Every week I co-host #SmallBizChat on Twitter. Of all the social networking platorms, Twitter is my favorite and has been instrumental in growing my visibility online and in making connections that have helped build my business.
But I know that to many people, Twitter can feel a little overwhelming. Not only that it can be slow to build a following that feels like it has any real value. Just like other platforms, Twitter takes time. It takes time to find the right people to follow, to learn what your audience will respond to, and to find the right tools that will help you reach your goals.
Facebook wasn’t built in a day – and neither will your Twitter following be built overnight. Learning Twitter can be a bit intimidating at first. Tweeps (the Twitter community) speak their own lingo and interact in a way that’s completely different than Facebook or LinkedIn.
How can you get a jumpstart on increasing your “Twitter savvy?“
Use these four tips to jump in feet first and avoid making potentially embarrassing mistakes.
Learn the Shorthand
Twitter users (aka. “tweeters”) have their own language. The language is often necessitated because of Twitter’s character length limit. Because you only have 140 characters, you’re more likely to say “PRT” than “Please retweet.” Twitter has a very comprehensive glossary you can view on their site: http://support.twitter.com/entries/166337-the-twitter-glossary. Learn the various common words and phrases used by the Twitter community.
Learn How to Use Hashtags
Hashtags are used primarily to identify messages on a certain topic. A good example is the hashtag #smallbizchat. We use that every Wednesday night so that people can find and easily follow our Twitter interviews with small business experts. Anyone can contribute to the discussion by simply adding the #smallbizchat hashtag to their tweet. Anyone seeing that tweet could just click that hashtag to see all messages tagged with #smallbizchat. This effectively creates an interactive chat room or message board of sorts on the spot. Click here to see it in action: hashtag.org
Follow People in Your Industry
What should you post about? How often should you post? What are topics people are interested in hearing about? The best way to find out for yourself is to start following people in your industry. These could be competitors, customers, industry organizations and associations, industry news channels, and even your clients. Basically, follow anyone that has a strong voice in your market. This way you’ll start to get a real sense of what your market is like and what conventions are in your market. You’ll get a sense for how often others post and what topics people tend to respond to. One of my best tips for finding people to follow is to join a Tweet Chat and follow the participants that add the most value. There are over 400 Tweet Chats – there’s bound to be one for your industry, profession, or niche.

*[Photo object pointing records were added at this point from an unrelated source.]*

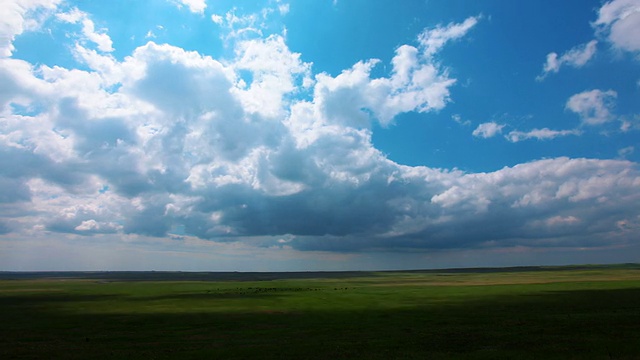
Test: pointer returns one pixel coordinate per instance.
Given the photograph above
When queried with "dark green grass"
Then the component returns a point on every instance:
(563, 313)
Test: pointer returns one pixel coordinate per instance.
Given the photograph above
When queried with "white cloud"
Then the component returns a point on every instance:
(594, 107)
(16, 16)
(195, 6)
(539, 134)
(101, 39)
(626, 151)
(283, 8)
(432, 40)
(218, 19)
(619, 21)
(576, 57)
(488, 129)
(181, 143)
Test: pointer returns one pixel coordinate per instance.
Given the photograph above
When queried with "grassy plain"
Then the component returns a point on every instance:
(531, 313)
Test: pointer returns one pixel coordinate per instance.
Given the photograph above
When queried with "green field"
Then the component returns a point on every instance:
(527, 313)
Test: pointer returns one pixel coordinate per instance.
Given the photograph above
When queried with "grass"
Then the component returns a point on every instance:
(551, 313)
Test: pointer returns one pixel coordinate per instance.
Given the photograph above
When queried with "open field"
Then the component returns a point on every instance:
(523, 313)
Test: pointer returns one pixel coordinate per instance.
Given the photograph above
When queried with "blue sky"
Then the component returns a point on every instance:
(318, 135)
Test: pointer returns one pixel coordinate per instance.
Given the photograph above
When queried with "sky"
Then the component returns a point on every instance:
(277, 135)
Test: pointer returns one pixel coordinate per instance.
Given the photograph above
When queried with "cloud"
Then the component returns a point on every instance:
(539, 134)
(619, 21)
(432, 40)
(255, 149)
(594, 107)
(16, 16)
(488, 129)
(576, 57)
(195, 6)
(101, 39)
(218, 19)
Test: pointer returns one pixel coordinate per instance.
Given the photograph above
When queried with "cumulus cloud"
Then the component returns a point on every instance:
(223, 151)
(539, 134)
(594, 107)
(576, 57)
(488, 129)
(100, 38)
(619, 21)
(16, 16)
(434, 39)
(195, 6)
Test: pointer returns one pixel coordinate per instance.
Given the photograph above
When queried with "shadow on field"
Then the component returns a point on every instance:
(585, 324)
(44, 300)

Follow, Be Followed, Post Messages
The best way to learn your way around Twitter is to just use it. Before you start using Twitter on your business account, try using Twitter in your personal account. (It’s a good idea to keep your personal and business tweets separate.) Start following your friends and ask your friends to follow you. Post tweets and watch your friends respond. Respond to your friends’ tweets.
These four basic steps for getting started are the pillars of mastering Twitter. Once you’ve learned how to create topics with hashtags, you’ve learned the various common words and phrases and you’ve learned how to follow, be followed and post messages, you are ready to start building your network. The next step is to just dive in head first and start sharing (and listening) on a regular basis. Consider setting aside 20-25 minutes a day to browse and build your connections.